Initiée dès 1892 par l’intellectuel sioniste Max Nordau, et développée par les nazis dans les années 20, la théorie de l’art « dégénéré » était l’application à l’art d’une vision culturelle proclamant et dramatisant le déclin de la société. En 1937, une grande « exposition d’art dégénéré » organisée par le régime nazi à Munich pour stigmatiser l’art moderne connaîtra un tel succès populaire que Joseph Goebbels (ministre de la propagande), exaspéré, n’aura d’autre choix que de la faire fermer…

 
Pablo Picasso femme écrivant

 

     Alors que Nordau dénonçait à la fin du siècle précédent le mépris pour les « valeurs traditionnelles des usages et de la moralité », mépris généré autant que reflété par l’art, les nazis reprochaient à l’art de s’éloigner de la norme psychologique, sociale et visuelle d’un art dit « héroïque » en accord avec la « beauté classique ». Goebbels affirmait également que la création artistique devait « se maintenir dans les limites qui lui sont inspirées par une notion d’essence politique et non par une notion d’essence artistique » (cf Lionel Richard, Nazisme et Littérature, F. Maspéro, p.47).

     En 2007, le cardinal allemand (catholique) Joachim Meisner fera scandale en employant à nouveau l’expression d’art « dégénéré » à propos de l’art « qui se sépare de la religion »

 

     Dans tous les cas, la notion de ‘dégénérescence’ subtilisée à l’univers médical a dévoilé malgré elle une dégénérescence bien réelle : celle des liens de soumission de l’univers artistique à des univers qui lui sont extérieurs.
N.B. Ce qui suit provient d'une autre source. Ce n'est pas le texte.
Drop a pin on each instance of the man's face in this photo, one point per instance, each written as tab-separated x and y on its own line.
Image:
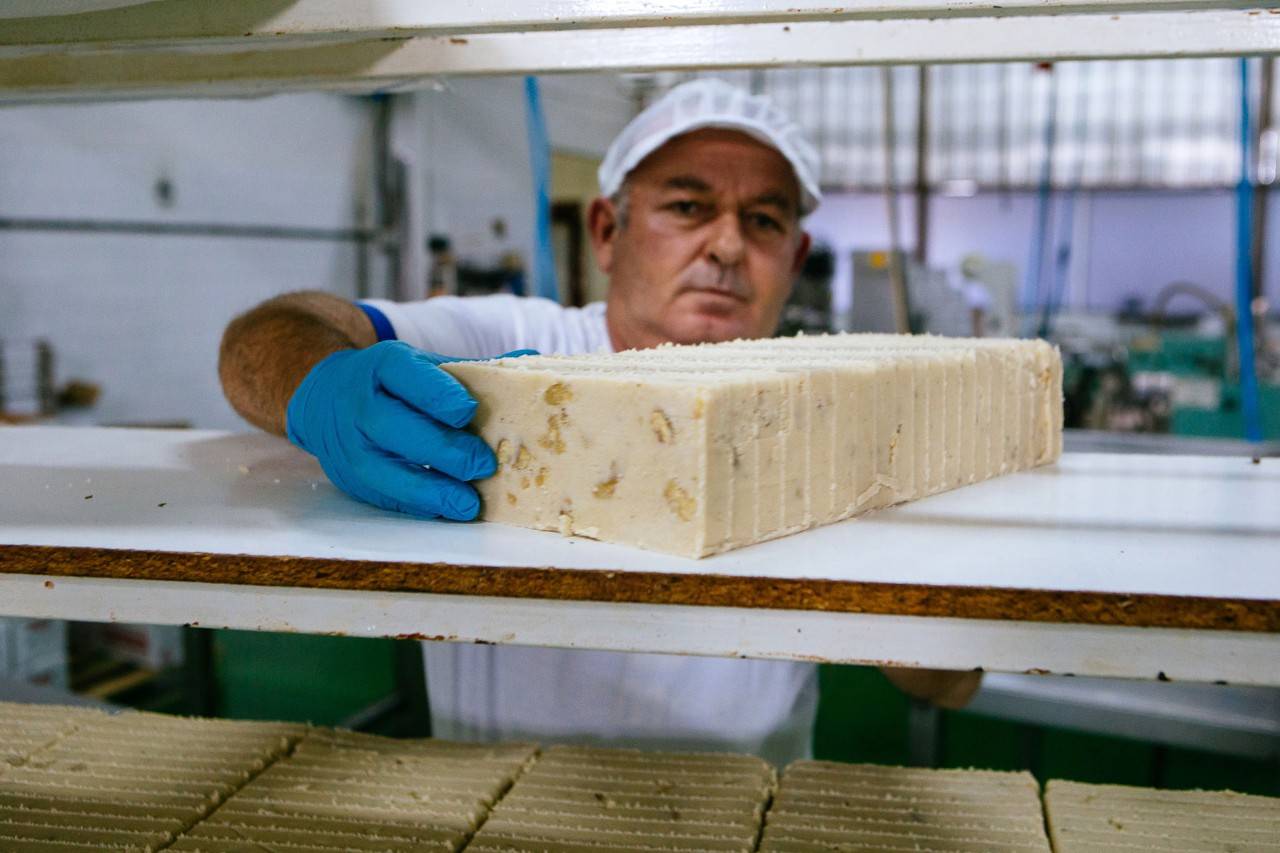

Ainsi, l’art vu comme nécessairement inféodé à la morale a paru dégénérer, en tant qu’art, lorsqu’il a perdu de vue une quelconque ‘mission’ morale : inspirer la noblesse des sentiments, la cohésion de la société… De même lorsque ses attaches aux traditions et usages se sont dissoutes, et encore lorsque la norme d’une ‘beauté classique’ n’a pu être remontée des bas-fonds vaseux d’une Histoire trop fantasmée… Nul ne se doutait qu’en 2007 il se trouverait encore un cardinal même intégriste qui redouterait la dégénérescence de la mission ‘religieuse’ de l’art ; on croyait le cordon coupé et digéré par les vers depuis la nuit des temps…

     Comme le Phœnix, c’est au travers de ces multiples et continuelles ‘dégénérescences’ apparentes – et réelles décolonisations en fait – que les arts, et la peinture en particulier, se sont progressivement libérés des anciennes et étrangères aliénations, des entreprises de colonisation politique ou religieuse, des rôles anciens et usés auxquels on a pu les soumettre, et de leur propre paralysie, pour ne reconnaître au final que des objectifs artistiques, et ne retenir, par exemple, dans le travail pictural, que les critères de créativité visuelle et graphique.

 

 

Peinture : Pablo Picasso, « Femme écrivant », 1934.